Mary was one of eight children born to John Lowther, 1st Viscount Lonsdale (1655-1700) and his wife Lady Katharine, née Thynne (1653-1712/3), sister of Thomas Thynne, 1st Viscount Weymouth. Lonsdale, formerly a baronet, was elevated to the peerage in 1696 for his support of William and Mary: he was a Privy Councillor from 1689 and a short-lived first lord of the Treasury in 1690, and one of the principal northern magnates of his day. When he died, he received an opulent monument at Lowther (Cumbria) by William Stanton (1639-1705) showing the aristocrat reclining in his robes of state and holding his coronet. Mary married John Wentworth (c.1673-1720) of North Elmshall (Yorkshire West Riding), a gentleman of great means who was created baronet in 1692, the year of their marriage. Wentworth’s second wife would be Lady Elizabeth Cavendish, daughter of the Duke of Devonshire. Mary thus belonged to the smartest echelon of late Stuart society.

Her father, we know, did not enjoy good health and he spent time taking the cure at Bath, Britain’s foremost spa. Mary was one of the many to seek medical salvation there, only to find their resting place instead. Her husband duly raised a monument in her memory, close to her grave inside the Abbey.

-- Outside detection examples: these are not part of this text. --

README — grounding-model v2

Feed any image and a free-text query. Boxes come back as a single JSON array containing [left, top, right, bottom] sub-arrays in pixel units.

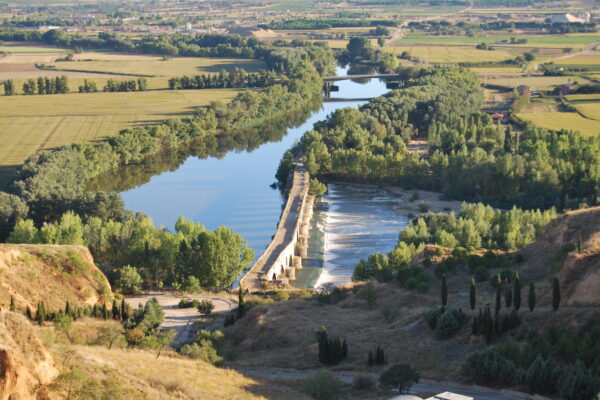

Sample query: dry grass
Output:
[[44, 55, 264, 76], [518, 112, 600, 136], [0, 89, 237, 166]]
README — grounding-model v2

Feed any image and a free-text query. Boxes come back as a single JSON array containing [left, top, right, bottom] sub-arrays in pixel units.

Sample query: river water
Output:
[[120, 68, 403, 286]]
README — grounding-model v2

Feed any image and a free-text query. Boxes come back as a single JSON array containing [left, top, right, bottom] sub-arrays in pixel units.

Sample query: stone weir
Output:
[[240, 163, 314, 290]]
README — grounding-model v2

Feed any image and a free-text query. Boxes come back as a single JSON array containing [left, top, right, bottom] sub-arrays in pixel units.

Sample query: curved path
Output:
[[125, 293, 237, 344]]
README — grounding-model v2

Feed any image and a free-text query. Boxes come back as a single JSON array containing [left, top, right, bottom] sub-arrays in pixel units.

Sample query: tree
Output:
[[513, 272, 521, 311], [552, 277, 560, 311], [527, 282, 535, 311], [469, 279, 476, 310], [440, 274, 448, 308], [379, 364, 419, 394], [117, 265, 143, 294]]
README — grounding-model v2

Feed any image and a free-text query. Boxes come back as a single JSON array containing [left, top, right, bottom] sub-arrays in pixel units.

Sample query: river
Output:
[[119, 68, 408, 286]]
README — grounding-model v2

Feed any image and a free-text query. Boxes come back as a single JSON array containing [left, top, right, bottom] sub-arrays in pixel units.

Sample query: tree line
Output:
[[4, 75, 69, 96], [169, 68, 280, 90], [284, 67, 600, 209]]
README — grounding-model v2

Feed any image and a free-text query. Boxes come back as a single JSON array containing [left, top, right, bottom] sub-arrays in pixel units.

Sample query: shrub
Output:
[[379, 364, 419, 394], [303, 371, 342, 400], [196, 300, 215, 315], [352, 375, 375, 391], [117, 265, 142, 294]]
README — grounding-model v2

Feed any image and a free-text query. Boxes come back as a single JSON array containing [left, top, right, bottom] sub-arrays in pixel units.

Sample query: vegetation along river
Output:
[[113, 68, 402, 286]]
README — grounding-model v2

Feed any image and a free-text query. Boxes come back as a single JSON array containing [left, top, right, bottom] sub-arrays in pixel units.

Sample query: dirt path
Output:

She was only thirty, and left two children behind.

The marble monument is in three stages. The central section has the inscription cut into a feigned drape, pinned to the front; it rests on a console, carved with luscious acanthus leaves, and its upper level is gadrooned. At the top, an oval portrait medallion with a bolection-moulded frame is held aloft by two cherubs. The portrait is in very high relief, and is relaxed in its portrayal: her hair falls loose on her shoulders and her lace-trimmed shift loosely covers her chest. There is great spirit in the cutting: her hair is piled high in a sequence of thick strands, the drapery is richly conceived and the lace is minutely depicted with drilled incisions. Her blank eyes look heavenwards. There is a spectacular painted portrait of her by the Dutch painter Gottfried Schalcken (1643-1706) which once hung at her parents’ great house of Lowther Castle, showing her standing in a classical landscape beside exotic fruits, and with a glorious parrot beside her. Painted during the artist’s London sojourn in the mid-1690s, it is now in the Sewerby Hall Museum and Art Gallery, Bridlington, and it was very likely the model for the carved portrait on the monument: the portrait and dress are very close to each other.

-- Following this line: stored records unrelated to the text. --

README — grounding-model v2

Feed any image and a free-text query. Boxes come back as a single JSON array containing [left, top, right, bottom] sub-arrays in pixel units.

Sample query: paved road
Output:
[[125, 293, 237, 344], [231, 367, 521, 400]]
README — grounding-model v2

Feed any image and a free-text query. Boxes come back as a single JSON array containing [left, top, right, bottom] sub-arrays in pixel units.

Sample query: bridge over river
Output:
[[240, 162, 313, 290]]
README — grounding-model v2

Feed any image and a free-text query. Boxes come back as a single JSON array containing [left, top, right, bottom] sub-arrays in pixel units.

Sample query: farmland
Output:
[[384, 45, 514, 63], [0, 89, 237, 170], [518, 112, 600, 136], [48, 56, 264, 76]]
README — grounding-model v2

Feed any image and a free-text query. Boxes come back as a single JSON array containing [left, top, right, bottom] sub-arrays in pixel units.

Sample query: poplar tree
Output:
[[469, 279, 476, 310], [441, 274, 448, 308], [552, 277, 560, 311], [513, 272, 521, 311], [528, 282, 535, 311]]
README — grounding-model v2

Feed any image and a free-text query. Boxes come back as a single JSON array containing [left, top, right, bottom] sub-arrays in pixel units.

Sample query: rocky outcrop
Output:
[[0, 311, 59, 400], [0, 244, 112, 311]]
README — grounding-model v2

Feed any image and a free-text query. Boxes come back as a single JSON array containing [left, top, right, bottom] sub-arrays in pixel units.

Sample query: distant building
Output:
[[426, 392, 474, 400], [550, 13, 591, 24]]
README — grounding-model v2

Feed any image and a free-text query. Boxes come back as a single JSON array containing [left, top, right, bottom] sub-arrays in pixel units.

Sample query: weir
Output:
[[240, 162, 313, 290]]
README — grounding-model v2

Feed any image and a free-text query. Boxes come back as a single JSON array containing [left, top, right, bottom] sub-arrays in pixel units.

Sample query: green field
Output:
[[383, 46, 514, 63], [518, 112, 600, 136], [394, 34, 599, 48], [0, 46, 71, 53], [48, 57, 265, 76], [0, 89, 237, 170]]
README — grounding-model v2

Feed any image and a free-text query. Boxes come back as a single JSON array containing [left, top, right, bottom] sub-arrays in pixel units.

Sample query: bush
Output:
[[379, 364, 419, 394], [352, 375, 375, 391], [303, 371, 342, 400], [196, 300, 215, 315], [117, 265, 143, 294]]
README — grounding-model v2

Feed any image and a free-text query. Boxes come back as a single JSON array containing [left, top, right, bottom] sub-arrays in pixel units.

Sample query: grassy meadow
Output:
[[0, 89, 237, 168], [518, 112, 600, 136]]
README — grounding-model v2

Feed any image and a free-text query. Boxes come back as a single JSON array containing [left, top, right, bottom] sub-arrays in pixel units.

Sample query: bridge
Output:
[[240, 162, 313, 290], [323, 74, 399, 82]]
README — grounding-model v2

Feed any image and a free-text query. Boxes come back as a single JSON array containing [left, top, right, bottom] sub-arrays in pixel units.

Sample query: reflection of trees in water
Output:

The part of the tomb which first captured my notice was the rough piece of ground below the oval. It is heaped up, and tooled to create an earthen feel. Leaves and flowers grow from the soil, and when you look closer you will see what makes this ground so rich: scattered about are human bones, emerging from a rich dust.

You could describe this as one of the last of the ‘double-decker’ tombs: those late medieval monuments originating in episcopal circles around 1430, which depicted the dignified figure of a bishop reclining on top, while below lay their emaciated cadaver, exposed for all to see. Here, Lady Wentworth’s fashionable beauty is captured for all time, but her mortality is made painfully clear as well. This was an unusual way of perpetuating the memory of a young wife and mother, and it shows an intense sort of piety which offset the image of lost love against the inevitability of death.

It is not known for certain who carved the monument. William Stanton was responsible for her father’s monument at Lowther (Cumbria) and Edward Stanton (c.1681-1734), his son, is a likely candidate for Lady Wentworth’s. It also has similarities to the work of Francis Bird (1667-1731). The monument has not received much notice over the years, but its combination of Stuart fashion and the enduring theme of physical decay warrant its being better known.


J.V. Beckett, ‘Lowther, John, first Viscount Lonsdale’, Oxford Dictionary of National Biography (2004), available online.

G.E.C[ockayne] ed., The Complete Baronetage volume 4, 1665-1707 (1904), p.160.